While there has been much praise for OLPC, the project has its critics, too. "I think the problem of getting orders is showing that the brilliant idea of getting governments to buy in huge volumes is a flawed strategy," says Wayan Vota, editor of OLPC News, a Web site that tracks the project closely. He supports the OLPC's goals, but in addition to selling the idea to high-level government officials, he favors a process of winning over educators closer to the front lines and enlisting them in gradually rolling out the laptops to schools.
Vota and other observers also say Negroponte and his cohorts are sometimes too doctrinaire in their belief that the best way to use computers in education is to hand them to children and let them figure out what they want to do with them. Negroponte says that's an unfair criticism. When he approaches governments, he says, he lays out two options. The first is the idea of putting the machines in the children's hands and letting them take them home at night, where they'll learn by experimenting. A second option, which he calls the "Trojan Horse," is employing the laptops as electronic books that the teachers and administrators can use to deliver their already-existing curricula. "This is less disturbing to the educational establishment," he says.
The Elusive $100 Mark
When Negroponte launched his project, he hoped to quickly get the cost per laptop below $100. Instead, he found that the cost of buying and assembling the 800 parts that go into each machine was nearly double. However, as production volumes rise, he expects to reduce the current $188 cost by about 40% with each passing year. If he’s right, he may yet succeed in bringing the laptop in under the $100 mark.
Another challenge he faces is competition from commercial computer makers. For instance, NComputing of Redwood Shores, Calif., sells a system that includes a single PC that connects with up to seven simple computer terminals for a price of $142 per student. The startup has had some successes in rural schools in the U.S. and in some emerging nations. "I'm concerned that programs depending on charity will never meet the real needs of children in developing countries," says Chief Executive Stephen Dukker. He says his products "provide low-cost access to the complete PC experience while also providing the profits necessary to support an entire value chain of support and services."

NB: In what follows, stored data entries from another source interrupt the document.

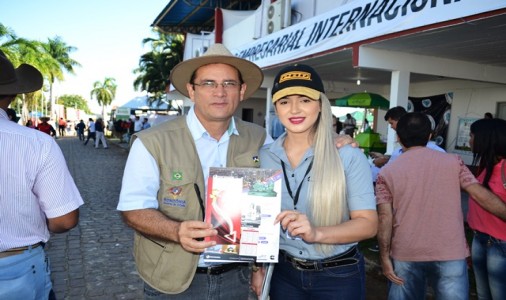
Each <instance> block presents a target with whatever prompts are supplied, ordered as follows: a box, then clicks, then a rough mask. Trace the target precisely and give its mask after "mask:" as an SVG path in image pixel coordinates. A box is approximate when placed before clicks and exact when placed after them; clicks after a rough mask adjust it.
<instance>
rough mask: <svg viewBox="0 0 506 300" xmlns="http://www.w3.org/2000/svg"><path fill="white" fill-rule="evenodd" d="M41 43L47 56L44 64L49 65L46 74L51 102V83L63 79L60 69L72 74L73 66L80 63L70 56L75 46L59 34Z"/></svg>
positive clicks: (43, 49) (52, 90) (61, 70)
mask: <svg viewBox="0 0 506 300" xmlns="http://www.w3.org/2000/svg"><path fill="white" fill-rule="evenodd" d="M41 45H42V50H43V51H42V52H43V53H46V54H47V55H48V56H49V57H46V64H47V66H49V68H48V69H47V72H46V74H47V75H48V81H49V99H50V101H51V104H53V84H54V82H55V80H59V81H61V80H63V79H64V77H63V72H62V70H65V71H67V72H68V73H70V74H74V67H80V66H81V64H79V63H78V62H77V61H76V60H74V59H72V58H71V57H70V53H72V52H74V51H75V50H77V48H76V47H73V46H69V45H67V44H66V43H65V42H64V41H63V40H62V39H61V38H60V37H59V36H56V37H55V38H53V39H51V38H48V40H47V43H42V44H41ZM51 59H52V61H51ZM51 111H52V107H51Z"/></svg>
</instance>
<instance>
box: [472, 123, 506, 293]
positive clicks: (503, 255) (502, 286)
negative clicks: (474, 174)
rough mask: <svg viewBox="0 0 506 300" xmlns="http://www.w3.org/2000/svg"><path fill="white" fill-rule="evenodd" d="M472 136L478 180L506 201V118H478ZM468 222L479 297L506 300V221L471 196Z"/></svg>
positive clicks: (505, 220) (475, 277)
mask: <svg viewBox="0 0 506 300" xmlns="http://www.w3.org/2000/svg"><path fill="white" fill-rule="evenodd" d="M470 137H471V139H470V140H469V144H470V145H471V149H472V151H473V156H474V161H473V166H476V167H477V175H478V176H477V178H478V181H480V183H481V184H483V186H484V187H486V188H487V189H488V190H490V191H491V192H493V193H494V194H496V195H497V196H498V197H499V198H501V200H502V201H503V202H505V203H506V120H503V119H498V118H495V119H494V118H490V119H481V120H478V121H476V122H474V123H473V124H471V133H470ZM467 223H468V224H469V227H471V229H473V231H474V238H473V244H472V247H471V249H472V255H471V257H472V260H473V271H474V277H475V280H476V290H477V292H478V298H479V299H506V298H505V297H506V255H505V254H506V220H503V219H501V218H499V217H497V216H495V215H493V214H491V213H490V212H488V211H487V210H486V209H484V208H483V207H482V206H481V205H480V204H479V203H478V202H477V201H476V200H475V199H474V198H473V197H470V198H469V210H468V215H467Z"/></svg>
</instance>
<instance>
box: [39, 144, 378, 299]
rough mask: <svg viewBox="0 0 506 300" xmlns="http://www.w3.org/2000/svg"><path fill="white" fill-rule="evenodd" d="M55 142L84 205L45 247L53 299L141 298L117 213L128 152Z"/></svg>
mask: <svg viewBox="0 0 506 300" xmlns="http://www.w3.org/2000/svg"><path fill="white" fill-rule="evenodd" d="M57 141H58V144H59V145H60V147H61V149H62V151H63V153H64V155H65V158H66V160H67V164H68V166H69V169H70V172H71V174H72V176H73V177H74V180H75V182H76V184H77V187H78V188H79V191H80V192H81V195H82V197H83V199H84V202H85V204H84V205H83V206H82V207H81V209H80V221H79V225H78V226H76V228H74V229H72V230H71V231H70V232H68V233H65V234H59V235H54V236H52V238H51V240H50V241H49V243H48V244H47V247H46V250H47V252H48V254H49V257H50V259H51V269H52V277H53V284H54V291H55V293H56V297H57V299H58V300H62V299H68V300H79V299H92V300H99V299H103V300H111V299H142V298H143V297H142V294H143V290H142V286H143V282H142V280H141V279H140V278H139V277H138V275H137V272H136V271H135V265H134V262H133V257H132V241H133V232H132V230H131V229H130V228H128V227H127V226H125V225H124V223H123V222H122V221H121V217H120V215H119V213H118V212H117V211H116V204H117V202H118V196H119V191H120V188H121V177H122V175H123V169H124V165H125V161H126V158H127V154H128V153H127V151H126V150H125V149H124V147H120V145H119V144H117V141H116V142H114V141H110V142H109V144H110V147H109V149H102V148H100V149H95V148H93V146H92V145H91V144H90V143H88V145H87V146H83V144H82V142H80V141H79V140H78V139H77V138H76V137H64V138H60V139H58V140H57ZM371 273H373V272H369V275H368V278H367V294H368V295H367V299H368V300H372V299H380V300H381V299H385V297H384V295H385V293H386V281H385V279H384V277H381V276H379V277H378V276H376V275H374V274H371Z"/></svg>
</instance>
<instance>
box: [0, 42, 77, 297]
mask: <svg viewBox="0 0 506 300" xmlns="http://www.w3.org/2000/svg"><path fill="white" fill-rule="evenodd" d="M42 83H43V79H42V74H41V73H40V72H39V71H38V70H37V69H36V68H34V67H33V66H31V65H28V64H21V65H20V66H19V67H18V68H14V66H13V65H12V63H11V62H10V61H9V60H8V59H7V57H6V56H5V55H4V53H3V52H1V51H0V149H2V155H0V166H1V168H0V299H48V298H49V297H50V293H52V283H51V271H50V270H51V268H50V266H49V260H48V259H47V257H46V254H45V252H44V244H45V243H46V242H47V241H48V240H49V238H50V233H62V232H66V231H68V230H70V229H72V228H73V227H75V226H76V225H77V223H78V220H79V206H81V205H82V204H83V199H82V198H81V195H80V194H79V191H78V190H77V187H76V185H75V183H74V180H73V179H72V176H71V175H70V172H69V170H68V167H67V164H66V162H65V158H64V157H63V154H62V152H61V150H60V147H59V146H58V144H56V142H55V140H54V139H53V138H52V137H51V136H49V135H47V134H45V133H43V132H41V131H38V130H33V129H31V128H29V127H25V126H20V125H18V124H16V123H14V122H11V121H10V120H9V118H8V117H7V113H6V110H7V108H8V106H9V105H10V103H11V102H12V101H13V100H14V99H15V98H16V96H17V95H18V94H24V93H31V92H35V91H37V90H39V89H40V88H41V87H42Z"/></svg>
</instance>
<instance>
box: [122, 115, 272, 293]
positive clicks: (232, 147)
mask: <svg viewBox="0 0 506 300" xmlns="http://www.w3.org/2000/svg"><path fill="white" fill-rule="evenodd" d="M235 124H236V128H237V131H238V132H239V135H232V136H231V137H230V142H229V146H228V153H227V166H228V167H244V168H253V167H255V168H258V167H259V166H260V162H259V160H258V155H259V149H260V147H262V145H263V144H264V141H265V137H266V133H265V129H264V128H262V127H260V126H258V125H255V124H251V123H247V122H244V121H242V120H239V119H237V118H235ZM136 137H137V138H139V139H140V140H141V141H142V143H143V144H144V146H145V147H146V149H147V150H148V151H149V152H150V153H151V155H152V156H153V157H154V159H155V160H156V161H157V163H158V166H159V170H160V189H159V190H158V204H159V210H160V211H161V212H162V213H164V214H165V215H166V216H168V217H169V218H171V219H172V220H178V221H185V220H203V211H202V209H201V207H200V203H199V200H198V196H197V188H196V187H195V186H198V190H199V191H200V196H201V197H202V199H204V200H203V201H204V202H205V195H204V191H205V190H204V187H205V185H204V176H203V172H202V164H201V163H200V160H199V157H198V155H197V150H196V148H195V143H194V141H193V137H192V136H191V133H190V131H189V129H188V127H187V125H186V118H185V117H179V118H177V119H175V120H173V121H169V122H165V123H162V124H160V125H157V126H156V127H154V128H152V129H150V130H146V131H141V132H139V133H137V134H135V135H134V136H133V139H132V140H134V139H135V138H136ZM134 257H135V263H136V265H137V270H138V272H139V275H140V276H141V278H142V279H143V280H144V281H146V282H147V283H148V284H149V285H150V286H152V287H153V288H155V289H157V290H160V291H161V292H164V293H167V294H179V293H181V292H183V291H185V290H186V289H187V288H188V287H189V286H190V283H191V282H192V280H193V277H194V275H195V271H196V268H197V263H198V259H199V255H198V254H195V253H189V252H187V251H186V250H184V249H183V248H182V247H181V246H180V245H179V244H177V243H174V242H171V241H164V240H156V239H153V238H151V237H149V238H147V237H145V236H144V235H142V234H139V233H137V232H136V233H135V240H134Z"/></svg>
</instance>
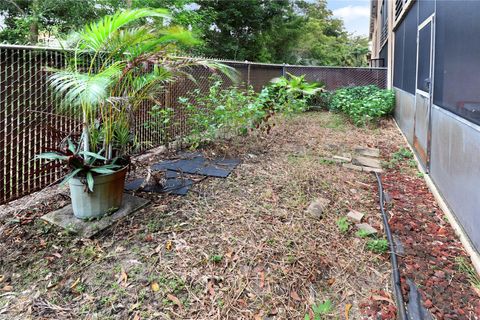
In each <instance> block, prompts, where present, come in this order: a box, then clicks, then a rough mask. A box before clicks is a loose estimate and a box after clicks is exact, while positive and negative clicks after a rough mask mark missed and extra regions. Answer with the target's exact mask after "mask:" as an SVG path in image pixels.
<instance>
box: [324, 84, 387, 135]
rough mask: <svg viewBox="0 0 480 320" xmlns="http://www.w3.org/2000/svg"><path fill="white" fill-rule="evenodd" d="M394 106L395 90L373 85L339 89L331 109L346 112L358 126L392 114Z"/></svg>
mask: <svg viewBox="0 0 480 320" xmlns="http://www.w3.org/2000/svg"><path fill="white" fill-rule="evenodd" d="M394 107H395V94H394V92H393V91H392V90H386V89H379V88H378V87H376V86H373V85H370V86H364V87H351V88H342V89H338V90H337V91H335V93H334V94H333V97H332V100H331V102H330V110H331V111H341V112H344V113H345V114H347V115H348V116H349V117H350V119H351V120H352V121H353V123H354V124H355V125H357V126H364V125H367V124H368V123H370V122H372V121H377V120H378V119H379V118H381V117H384V116H387V115H389V114H391V113H392V112H393V108H394Z"/></svg>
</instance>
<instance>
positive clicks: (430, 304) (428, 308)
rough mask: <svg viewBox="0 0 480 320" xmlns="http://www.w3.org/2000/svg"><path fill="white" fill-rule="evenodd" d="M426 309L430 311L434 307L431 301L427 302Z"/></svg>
mask: <svg viewBox="0 0 480 320" xmlns="http://www.w3.org/2000/svg"><path fill="white" fill-rule="evenodd" d="M424 305H425V308H427V309H430V308H431V307H432V306H433V303H432V301H431V300H430V299H428V300H426V301H425V303H424Z"/></svg>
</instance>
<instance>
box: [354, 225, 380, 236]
mask: <svg viewBox="0 0 480 320" xmlns="http://www.w3.org/2000/svg"><path fill="white" fill-rule="evenodd" d="M355 226H356V227H357V229H358V230H360V231H363V232H365V234H366V235H368V236H370V235H374V234H377V233H378V231H377V229H375V228H374V227H372V226H371V225H369V224H368V223H357V224H356V225H355Z"/></svg>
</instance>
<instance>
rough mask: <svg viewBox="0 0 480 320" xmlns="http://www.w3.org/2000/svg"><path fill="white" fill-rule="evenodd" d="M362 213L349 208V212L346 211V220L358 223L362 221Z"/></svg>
mask: <svg viewBox="0 0 480 320" xmlns="http://www.w3.org/2000/svg"><path fill="white" fill-rule="evenodd" d="M363 216H364V214H363V213H361V212H358V211H355V210H351V211H350V212H349V213H347V218H348V220H350V221H352V222H355V223H360V222H362V219H363Z"/></svg>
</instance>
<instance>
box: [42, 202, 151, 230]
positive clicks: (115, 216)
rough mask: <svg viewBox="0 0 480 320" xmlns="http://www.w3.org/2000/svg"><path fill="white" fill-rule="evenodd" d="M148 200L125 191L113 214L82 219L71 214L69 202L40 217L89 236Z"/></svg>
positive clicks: (125, 214)
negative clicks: (91, 218)
mask: <svg viewBox="0 0 480 320" xmlns="http://www.w3.org/2000/svg"><path fill="white" fill-rule="evenodd" d="M149 202H150V201H149V200H146V199H143V198H139V197H136V196H132V195H130V194H127V193H125V194H124V195H123V202H122V207H121V208H120V209H119V210H117V211H116V212H114V213H113V214H111V215H108V216H105V217H103V218H101V219H98V220H92V221H84V220H80V219H78V218H76V217H75V216H74V215H73V210H72V205H71V204H69V205H68V206H65V207H63V208H61V209H58V210H55V211H52V212H49V213H47V214H46V215H44V216H43V217H42V219H43V220H45V221H47V222H49V223H51V224H54V225H57V226H59V227H62V228H64V229H65V230H67V231H69V232H73V233H76V234H77V235H78V236H80V237H82V238H90V237H92V236H94V235H95V234H97V233H98V232H100V231H101V230H103V229H105V228H108V227H109V226H111V225H112V224H113V223H114V222H116V221H118V220H120V219H122V218H123V217H125V216H127V215H129V214H131V213H133V212H135V211H137V210H140V209H141V208H143V207H145V206H146V205H147V204H148V203H149Z"/></svg>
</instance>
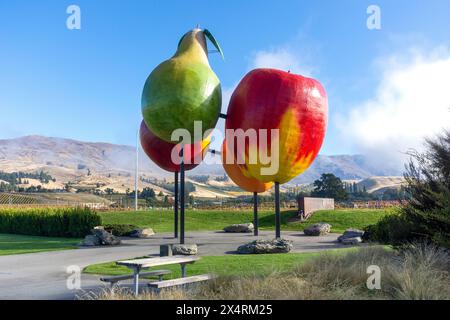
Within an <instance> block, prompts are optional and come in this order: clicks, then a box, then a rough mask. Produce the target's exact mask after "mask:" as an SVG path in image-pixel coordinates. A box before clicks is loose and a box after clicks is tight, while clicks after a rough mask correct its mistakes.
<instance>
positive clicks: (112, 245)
mask: <svg viewBox="0 0 450 320" xmlns="http://www.w3.org/2000/svg"><path fill="white" fill-rule="evenodd" d="M92 235H94V236H96V237H97V238H98V239H99V240H100V242H101V244H102V245H104V246H116V245H119V244H120V243H121V241H120V239H119V238H117V237H115V236H113V235H112V234H111V233H109V232H107V231H105V230H102V229H94V230H92Z"/></svg>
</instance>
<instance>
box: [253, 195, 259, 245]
mask: <svg viewBox="0 0 450 320" xmlns="http://www.w3.org/2000/svg"><path fill="white" fill-rule="evenodd" d="M253 226H254V227H255V229H254V230H253V234H254V235H255V237H256V236H258V193H257V192H253Z"/></svg>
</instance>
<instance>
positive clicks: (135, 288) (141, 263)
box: [116, 256, 200, 295]
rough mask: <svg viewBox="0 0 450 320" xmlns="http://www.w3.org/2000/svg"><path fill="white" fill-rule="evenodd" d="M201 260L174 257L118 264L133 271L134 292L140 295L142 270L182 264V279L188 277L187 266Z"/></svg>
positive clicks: (148, 259)
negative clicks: (186, 272) (186, 270)
mask: <svg viewBox="0 0 450 320" xmlns="http://www.w3.org/2000/svg"><path fill="white" fill-rule="evenodd" d="M198 260H200V257H197V256H172V257H155V258H145V259H134V260H124V261H118V262H116V264H117V265H119V266H125V267H128V268H130V269H132V270H133V284H134V292H135V294H136V295H138V294H139V275H140V273H141V271H142V269H149V268H152V267H159V266H165V265H171V264H180V266H181V277H182V278H185V277H186V265H187V264H192V263H195V262H196V261H198Z"/></svg>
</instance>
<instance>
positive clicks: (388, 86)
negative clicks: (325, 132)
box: [338, 48, 450, 166]
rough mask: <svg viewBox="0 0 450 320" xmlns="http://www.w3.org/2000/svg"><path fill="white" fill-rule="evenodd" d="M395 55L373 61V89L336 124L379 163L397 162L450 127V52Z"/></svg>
mask: <svg viewBox="0 0 450 320" xmlns="http://www.w3.org/2000/svg"><path fill="white" fill-rule="evenodd" d="M407 60H408V61H407V62H405V56H404V55H403V56H394V57H390V58H389V59H384V60H380V61H378V64H379V65H380V66H383V67H382V70H381V74H382V78H381V81H380V84H379V86H378V88H377V91H376V95H375V96H374V97H373V98H371V99H369V100H367V101H365V102H364V103H362V104H360V105H358V106H356V107H354V108H353V109H352V110H351V111H350V112H349V114H348V115H347V116H346V117H344V118H342V119H341V121H340V123H339V124H338V126H339V127H340V129H341V131H342V132H343V134H344V136H345V137H346V138H347V139H349V140H350V141H352V142H354V143H355V144H356V146H357V148H358V150H359V151H360V152H363V153H365V154H367V155H370V156H371V157H372V158H373V159H374V160H375V161H377V162H380V161H383V163H384V164H391V165H397V166H398V165H401V164H402V163H403V162H404V161H405V159H406V155H405V154H404V153H405V152H406V151H408V150H410V149H412V148H414V149H418V150H420V149H421V148H422V146H423V139H424V137H432V136H433V135H435V134H436V133H439V132H441V131H442V129H443V128H448V127H450V54H448V52H447V51H446V50H442V48H438V49H437V50H435V51H434V52H432V53H431V54H428V55H424V54H421V53H417V51H415V53H414V54H413V56H412V58H411V57H410V58H409V59H407Z"/></svg>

And so, with a number of alternatives to chose from, countries are taking their time to evaluate their options. But despite the bumpy start, the OLPC initiative has plenty of support from powerful technology companies, including Google (GOOG), AMD (AMD), eBay (EBAY), Intel (INTC), and News Corp. (NWS). AMD Chief Executive Hector Ruiz, who was the first industry leader to pledge support to Negroponte, remains confident that demand for the machines will take off eventually. "Unfortunately, it gets caught up in a bureaucratic mess," he says.
AMD, which provides the processors for the machines, has already benefited from collaborating with the OLPC to help design a device that's inexpensive, rugged, and extremely energy-efficient. Drawing on that experience, the company has worked with a PC maker to develop an AMD-powered computer designed specifically for emerging markets. If that product sells well, at least AMD will have cause for celebration.